Ryan McFarland, Founder & CEO of Strider Bikes.

Consumer goods brands feel a constant tension: the push for short-term sales vs. the pull of long-term brand value. Consumers feel it, as well. Take a step away from your business and think about how many times you’ve seen a company come out with a new model every year that’s supposed to be better than ever. Supposedly, they’ve worked out all the kinks. That is, until next year rolls around.

From the business side, this cycle persists because so many brands focus on churning out products that are designed for rapid turnover. The easiest example to point to is your phone. You know it’s designed to go obsolete so that you have to buy a new one every couple of years. We begrudgingly accept this as a reality because it has become the industry standard for a product we now can’t seem to live without.

But what about businesses that take the opposite approach? While many brands are worried that their company can’t survive without creating new opportunities for short-term sales, I argue that companies that build lasting products are better positioned for long-term success. Even as they sacrifice potential sales in the short term, this dedication is an investment in brand trust and customer loyalty.

The Business Case For Durability

My world is the children’s toy industry, where our customers—largely parents and grandparents—are very comfortable spending $20 to $30 on a toy that they know is not going to last. The consumer sees their purchase as a short-term-use throwaway item because that has become the industry standard. Toy companies routinely make toys that don’t last, understanding that they can win their customers’ dollars if the price is right, then win it again when the toy breaks, or gets lost, or the child outgrows the toy.

That might work in the short term, but that toy is not likely to win rave reviews and repeat customers for years. You’re not going to recommend to your friends a toy that you know won’t last. In order to win repeat business, that toy company then has to pour more money into brainstorming, manufacturing and marketing new products. As a result, they’ve built a brand that has a recognizable stamp because of the volume of products in the marketplace, but they haven’t built a reputation for reliability or created social capital in a readily recognizable product.

Now, let’s consider the economics of producing a toy that is built for long-term use. My own company has heard from families who have passed down our bikes to their siblings, cousins, neighborhood kids and beyond. I’ll be honest, I’ve had a lot of discussions about whether or not this is a good thing. Selling a product that can last 10+ years inherently limits sales opportunities.

You could certainly argue a company would be more profitable if its products broke down after one child was finished with them. That’s durable enough to make a family happy while still earning new sales. After nearly two decades in this industry, however, I’ve learned the business strength of durability.

The Value Of Customer Loyalty

Toys that last don’t get new sales right away, but they can win unmatched brand loyalty. Even at a higher price point, parents buy the next level of the toy for their growing child, or they’ll buy the toy again for their nieces and nephews. Perhaps more important than all of that, they spread the word. When parents see how tough and adaptable a toy is, they are more likely to become evangelists for that brand.

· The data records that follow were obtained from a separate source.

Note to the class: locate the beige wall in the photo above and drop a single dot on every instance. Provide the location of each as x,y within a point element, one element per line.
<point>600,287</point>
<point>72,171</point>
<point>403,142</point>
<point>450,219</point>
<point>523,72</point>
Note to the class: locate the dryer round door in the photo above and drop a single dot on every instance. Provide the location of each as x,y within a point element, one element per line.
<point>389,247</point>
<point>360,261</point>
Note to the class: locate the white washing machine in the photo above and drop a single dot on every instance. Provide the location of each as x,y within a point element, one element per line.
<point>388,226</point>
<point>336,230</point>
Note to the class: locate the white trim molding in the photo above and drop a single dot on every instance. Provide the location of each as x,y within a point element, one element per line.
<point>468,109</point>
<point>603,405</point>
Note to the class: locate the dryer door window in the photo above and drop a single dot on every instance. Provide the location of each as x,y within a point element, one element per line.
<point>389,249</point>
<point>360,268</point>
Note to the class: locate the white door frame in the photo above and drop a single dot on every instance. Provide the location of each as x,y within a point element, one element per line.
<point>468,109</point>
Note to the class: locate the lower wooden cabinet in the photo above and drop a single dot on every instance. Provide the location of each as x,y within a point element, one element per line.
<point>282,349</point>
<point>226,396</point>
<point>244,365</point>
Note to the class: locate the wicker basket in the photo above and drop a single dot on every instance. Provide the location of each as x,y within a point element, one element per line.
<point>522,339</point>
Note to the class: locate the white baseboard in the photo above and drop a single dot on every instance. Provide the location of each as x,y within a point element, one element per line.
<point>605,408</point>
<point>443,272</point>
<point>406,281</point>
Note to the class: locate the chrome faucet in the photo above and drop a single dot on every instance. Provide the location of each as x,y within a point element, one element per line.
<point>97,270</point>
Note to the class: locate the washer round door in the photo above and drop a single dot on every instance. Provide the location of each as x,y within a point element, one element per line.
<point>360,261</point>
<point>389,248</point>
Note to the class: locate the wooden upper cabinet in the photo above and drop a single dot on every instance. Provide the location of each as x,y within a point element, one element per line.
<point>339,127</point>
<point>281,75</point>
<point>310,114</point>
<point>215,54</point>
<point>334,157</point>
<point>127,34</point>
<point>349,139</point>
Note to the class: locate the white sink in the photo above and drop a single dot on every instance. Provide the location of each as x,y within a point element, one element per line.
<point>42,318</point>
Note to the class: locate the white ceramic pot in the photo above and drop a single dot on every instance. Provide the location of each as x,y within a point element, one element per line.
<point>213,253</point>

This goes way beyond making a single new purchase. Brand evangelists will tell their friends, “This toy is now on its third kid and they all love it” and write positive reviews, posting pictures of a well-loved toy. While that might mean a less units sold to that family, it also means the brand has gained a lifelong customer who will recommend the toy to everyone in their circle.

This reputation for quality can also play a huge role in purchase decisions. In today’s world of endless choices, many consumers rely on reviews, ratings and word-of-mouth recommendations. I believe that brands that focus on durability, regardless of industry, can win overwhelmingly positive customer feedback, which can, in turn, make it easier for new buyers to choose that brand with confidence. A high-quality product that has stood the test of time builds trust—something no amount of marketing dollars or new product lines can replicate.

Legacy Over Disposability

As consumers, we’re too used to seeing products that are rushed to market in the name of short-term sales. Frequent redesigns and products that fall apart create waste and frustration, even if they sell more units.

By deliberately avoiding that path and prioritizing durability and adaptability over planned obsolescence, your company can earn deeper trust. You can gain customers who better understand the value they’re getting for the price and urge their inner circle to trust that the slightly higher price tag is well worth the spend. In my experience, this kind of brand fandom can only happen when you put every effort toward making a product that is a constant presence in your customers’ homes for years.

When you can do that, you’ve built a brand that people believe in, products that people want to buy and a company that people are proud to support. That’s a business model built to endure.